Helden und Antihelden in der Literatur

08. Februar 2018, 19:32 Uhr

Seinen Literaturabend am Donnerstag, 22. Februar, widmet der Karbener Literaturfreff dem Thema »Helden und Antihelden in der Literatur«. Beginn ist um 19 Uhr im »Kuhtelier« in Groß-Karben.
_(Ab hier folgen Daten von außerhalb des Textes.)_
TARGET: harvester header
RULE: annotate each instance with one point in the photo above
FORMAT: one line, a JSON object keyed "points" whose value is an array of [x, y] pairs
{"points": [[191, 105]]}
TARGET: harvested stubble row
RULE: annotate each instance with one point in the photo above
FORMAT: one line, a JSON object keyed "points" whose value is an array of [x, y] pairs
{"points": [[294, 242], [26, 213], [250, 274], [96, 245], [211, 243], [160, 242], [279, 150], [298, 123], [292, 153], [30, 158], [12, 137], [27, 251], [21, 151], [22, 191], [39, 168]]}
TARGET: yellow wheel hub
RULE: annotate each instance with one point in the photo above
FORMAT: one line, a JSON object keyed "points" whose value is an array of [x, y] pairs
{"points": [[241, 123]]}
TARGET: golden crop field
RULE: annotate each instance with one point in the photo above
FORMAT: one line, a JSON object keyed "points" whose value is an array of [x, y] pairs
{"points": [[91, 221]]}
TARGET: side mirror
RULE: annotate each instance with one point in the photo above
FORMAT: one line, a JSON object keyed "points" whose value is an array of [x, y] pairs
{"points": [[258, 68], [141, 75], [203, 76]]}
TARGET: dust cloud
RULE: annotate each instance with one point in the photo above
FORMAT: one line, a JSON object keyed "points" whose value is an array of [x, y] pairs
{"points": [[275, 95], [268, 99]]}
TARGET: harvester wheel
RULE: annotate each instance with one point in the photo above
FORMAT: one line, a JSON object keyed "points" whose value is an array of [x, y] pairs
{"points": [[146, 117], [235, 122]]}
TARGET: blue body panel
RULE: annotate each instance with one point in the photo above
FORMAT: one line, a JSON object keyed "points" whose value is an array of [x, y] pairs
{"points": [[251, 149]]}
Nach mehreren Literaturprogrammen mit dem Schwerpunkt »Frauen in der Literatur« werden nun beim Heldenthema männliche Vertreter bevorzugt. Ihrer außergewöhnlichen Stärken, ihres Mutes, ihrer Tapferkeit, Aufopferungsbereitschaft und Furchtlosigkeit gerühmt, sind es Helden, die oft im Fokus von Bewunderung stehen. Die Taten sind es, die sie zum Besonderen werden lassen. Verehrt wird meist die Handlungsweise, weniger die Persönlichkeit oder der Charakter. Durch ruhmvolle Taten von Frauen verehrt und begehrt, als biederer Ehegatte und Familienvater aber wohl weniger geeignet. Ihr Heldenruhm lässt sie oft auch unsterblich werden.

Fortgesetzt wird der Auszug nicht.